Pondering the issues involved in
2011-04-01 15:56:24.652805+00 by
Dan Lyke
6 comments
Pondering the issues involved in finding people to participate in a shared workshop. $20k to build a tiny one, $900/mo to rent a thousand square feet with a certified finishing booth.
comments in descending chronological order (reverse):
#Comment Re: made: 2011-04-07 14:56:34.161329+00 by:
ebradway
Oh... The conceit of "make sure my shop ends up kinda like Eric's house on
Stringer's Ridge" is that the entire house/shop/five acres on Stringer's ridge
was valued about about $65,000. About what your shop in your back yard in
Petaluma will cost once you factor in the land.
#Comment Re: made: 2011-04-04 15:40:31.893626+00 by:
Dan Lyke
After our efforts this weekend moving the 2x4 mockup sticks around the back yard, I started re-drawing my plans last night for a 16'x18'11" (exterior, interior approx 15'x17') workshop. This is bigger than the garage, and lets the garage be used for the bikes and the Family Build Night materials.

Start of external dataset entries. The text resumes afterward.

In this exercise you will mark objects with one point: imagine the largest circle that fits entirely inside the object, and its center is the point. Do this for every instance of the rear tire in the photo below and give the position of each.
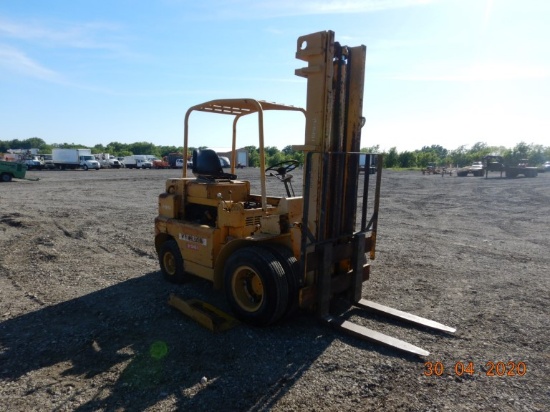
(171, 262)
(255, 286)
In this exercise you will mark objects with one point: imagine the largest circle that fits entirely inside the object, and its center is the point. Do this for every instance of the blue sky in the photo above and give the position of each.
(446, 72)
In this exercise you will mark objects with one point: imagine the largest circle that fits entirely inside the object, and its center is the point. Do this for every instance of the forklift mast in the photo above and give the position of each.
(335, 81)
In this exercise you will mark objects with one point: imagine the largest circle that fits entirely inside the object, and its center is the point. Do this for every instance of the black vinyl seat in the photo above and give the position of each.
(206, 165)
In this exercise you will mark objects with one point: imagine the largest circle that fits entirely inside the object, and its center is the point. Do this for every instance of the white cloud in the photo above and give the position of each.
(16, 61)
(82, 35)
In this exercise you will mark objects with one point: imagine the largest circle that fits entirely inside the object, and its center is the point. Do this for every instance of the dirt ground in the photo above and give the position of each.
(85, 324)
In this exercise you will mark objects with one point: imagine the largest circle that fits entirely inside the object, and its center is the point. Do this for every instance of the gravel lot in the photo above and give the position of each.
(85, 325)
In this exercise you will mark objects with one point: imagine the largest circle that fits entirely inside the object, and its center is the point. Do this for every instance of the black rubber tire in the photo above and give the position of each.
(255, 286)
(291, 266)
(171, 262)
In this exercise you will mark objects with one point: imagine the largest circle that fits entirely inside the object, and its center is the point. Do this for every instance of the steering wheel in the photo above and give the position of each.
(282, 168)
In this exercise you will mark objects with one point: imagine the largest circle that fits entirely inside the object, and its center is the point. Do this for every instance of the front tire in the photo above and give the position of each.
(255, 286)
(171, 262)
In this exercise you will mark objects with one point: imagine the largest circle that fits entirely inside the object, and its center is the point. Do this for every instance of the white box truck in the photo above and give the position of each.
(74, 159)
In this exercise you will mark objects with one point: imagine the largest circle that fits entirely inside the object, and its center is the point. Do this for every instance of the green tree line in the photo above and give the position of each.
(461, 156)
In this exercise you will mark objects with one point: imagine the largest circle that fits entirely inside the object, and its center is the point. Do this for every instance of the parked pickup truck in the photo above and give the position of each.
(10, 170)
(137, 162)
(74, 159)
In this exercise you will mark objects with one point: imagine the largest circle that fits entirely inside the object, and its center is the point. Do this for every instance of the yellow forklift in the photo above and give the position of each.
(274, 255)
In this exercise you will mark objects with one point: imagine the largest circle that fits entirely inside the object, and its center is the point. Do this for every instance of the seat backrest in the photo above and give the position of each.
(206, 164)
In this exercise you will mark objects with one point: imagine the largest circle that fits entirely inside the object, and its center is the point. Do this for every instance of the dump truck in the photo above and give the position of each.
(10, 170)
(497, 164)
(476, 169)
(275, 255)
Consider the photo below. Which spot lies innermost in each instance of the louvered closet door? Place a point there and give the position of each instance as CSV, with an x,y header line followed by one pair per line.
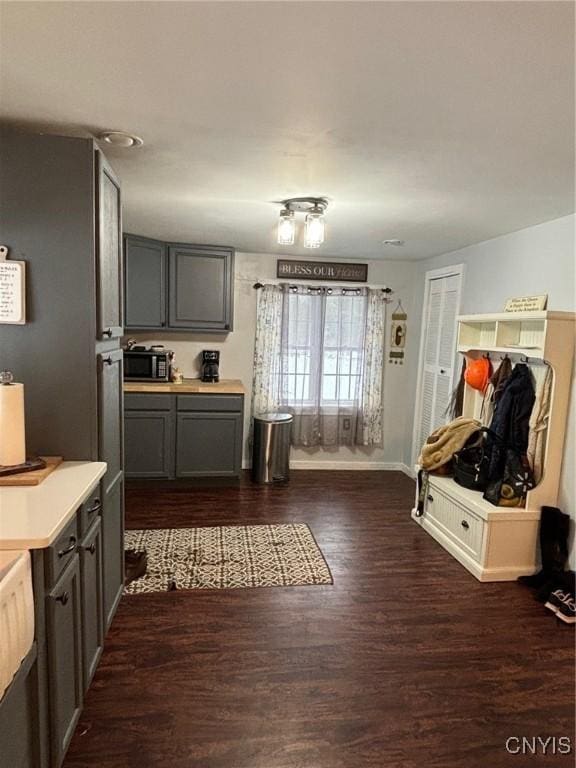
x,y
438,354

Aside from Family Build Night storage, I could probably go with the smaller area (9'6"x13' or so) of the garage, but it shares space with the washer and dryer, and being attached to the house we have dust issues. Run the router table, see it on the computer screens two rooms away... And in the smaller area there's no real room for the three things I'd like to add: A bandsaw, a metalworking lathe, and a (homebuilt) CNC 3 axis router.
#Comment Re: made: 2011-04-04 15:11:58.980907+00 by:
ebradway
Yeah. I should have bought that house instead of the century-old mega-dump on
Woodland. The location on Stringer's Ridge was awesome. The house itself was
small (well, not as small as Dan's house) but the garage really rocked.

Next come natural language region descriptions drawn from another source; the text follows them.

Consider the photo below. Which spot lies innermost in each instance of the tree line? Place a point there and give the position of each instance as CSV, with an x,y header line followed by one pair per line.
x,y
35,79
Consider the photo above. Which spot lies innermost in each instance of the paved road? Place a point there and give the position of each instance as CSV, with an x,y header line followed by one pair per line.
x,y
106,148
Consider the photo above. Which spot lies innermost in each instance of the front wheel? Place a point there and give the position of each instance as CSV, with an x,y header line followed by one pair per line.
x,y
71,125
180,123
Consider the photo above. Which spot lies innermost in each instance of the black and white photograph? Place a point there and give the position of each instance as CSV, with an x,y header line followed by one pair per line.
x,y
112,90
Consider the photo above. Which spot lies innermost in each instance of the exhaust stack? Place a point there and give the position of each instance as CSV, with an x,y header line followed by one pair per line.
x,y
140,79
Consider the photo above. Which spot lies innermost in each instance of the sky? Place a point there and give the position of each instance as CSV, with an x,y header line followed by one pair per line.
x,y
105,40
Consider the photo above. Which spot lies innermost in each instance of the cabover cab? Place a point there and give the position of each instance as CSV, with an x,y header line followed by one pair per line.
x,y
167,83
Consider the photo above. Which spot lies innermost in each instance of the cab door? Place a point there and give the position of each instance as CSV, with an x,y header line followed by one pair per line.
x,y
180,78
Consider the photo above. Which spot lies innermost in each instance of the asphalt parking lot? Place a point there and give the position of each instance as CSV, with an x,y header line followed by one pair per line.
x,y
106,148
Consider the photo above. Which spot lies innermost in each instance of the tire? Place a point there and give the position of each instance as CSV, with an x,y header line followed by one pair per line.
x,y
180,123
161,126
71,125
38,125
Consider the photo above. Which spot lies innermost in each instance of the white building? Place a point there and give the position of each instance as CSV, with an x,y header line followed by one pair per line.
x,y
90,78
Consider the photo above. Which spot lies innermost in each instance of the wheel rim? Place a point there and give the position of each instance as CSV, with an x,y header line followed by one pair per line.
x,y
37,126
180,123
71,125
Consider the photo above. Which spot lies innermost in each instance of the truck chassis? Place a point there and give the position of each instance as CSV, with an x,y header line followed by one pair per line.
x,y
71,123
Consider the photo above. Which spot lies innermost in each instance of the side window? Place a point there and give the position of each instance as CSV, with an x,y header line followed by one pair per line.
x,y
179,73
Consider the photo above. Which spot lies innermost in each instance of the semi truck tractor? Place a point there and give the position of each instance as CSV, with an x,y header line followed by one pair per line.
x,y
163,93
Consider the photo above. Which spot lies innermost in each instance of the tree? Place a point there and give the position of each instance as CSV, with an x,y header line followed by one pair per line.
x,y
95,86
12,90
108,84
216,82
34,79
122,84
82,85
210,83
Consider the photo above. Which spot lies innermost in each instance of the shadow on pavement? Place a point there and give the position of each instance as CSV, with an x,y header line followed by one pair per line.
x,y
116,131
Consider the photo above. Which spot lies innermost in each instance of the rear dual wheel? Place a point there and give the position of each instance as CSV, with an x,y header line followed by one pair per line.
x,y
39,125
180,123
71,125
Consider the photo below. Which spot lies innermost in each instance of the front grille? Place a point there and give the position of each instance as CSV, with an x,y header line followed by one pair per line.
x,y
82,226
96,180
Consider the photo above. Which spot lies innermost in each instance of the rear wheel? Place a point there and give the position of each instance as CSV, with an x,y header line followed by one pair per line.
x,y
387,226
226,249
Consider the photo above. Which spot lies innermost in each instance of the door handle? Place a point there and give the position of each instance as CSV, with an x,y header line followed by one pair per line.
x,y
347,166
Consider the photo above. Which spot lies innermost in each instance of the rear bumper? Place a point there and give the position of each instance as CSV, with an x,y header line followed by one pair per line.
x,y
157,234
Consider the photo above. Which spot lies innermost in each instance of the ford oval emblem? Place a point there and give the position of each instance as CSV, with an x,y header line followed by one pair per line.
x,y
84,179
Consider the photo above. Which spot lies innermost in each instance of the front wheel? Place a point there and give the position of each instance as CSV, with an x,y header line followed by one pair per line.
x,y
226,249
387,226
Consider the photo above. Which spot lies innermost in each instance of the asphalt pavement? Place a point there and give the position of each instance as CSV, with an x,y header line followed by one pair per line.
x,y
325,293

Have you considered remodeling your garage into a more formal workshop?
#Comment Re: made: 2011-04-04 04:19:23.1254+00 by:
Dan Lyke
Yeah, I generally figure it as debt service at modern mortgage rates runs, ballpark, $6-700 per hundred thou per month.
Charlene and I have talked it over, and set up 2x4 mockups of the outline of the building, and ended up back at the back yard shop. We're scaling it down, largely at my insistence because it was just taking over the world back there, but it seems like something where I'm around is going to be a better option than me being away all the time.
The community aspect of the shared workshop would have been cool, the space I was looking at was actually just an on the floor in a building with two large commercial woodworking operations, and I'd have been sharing it with a friend (and maybe more if we could have found another). So what I need to do is to make sure that my shop ends up kinda like Eric's house on Springer's Ridge used to be (I'm particularly remembering a day where we went out mountain biking, came back and Mike's band was setting up in the garage and people were hanging out and it was generally a social center).
#Comment Re: made: 2011-04-04 03:39:07.795362+00 by:
ebradway
[edit history]
Benefits of the workshop in the back yard:
- is it's easier to run out and put another coat of something on something
- you can work with wood in the nude - just be careful with that belt sander!
Benefit of the shared workshop:
- Community
- Shared tools
- Shared wood
- Shared advice (which could be an advantage of the back yard)
#Comment Re: made: 2011-04-01 16:19:57.85476+00 by:
TheSHAD0W
Well, yeah... The typical ideal goal for rental is to get 1% of the value of the property per month, so a $900/mo space would cost at least $90K to build.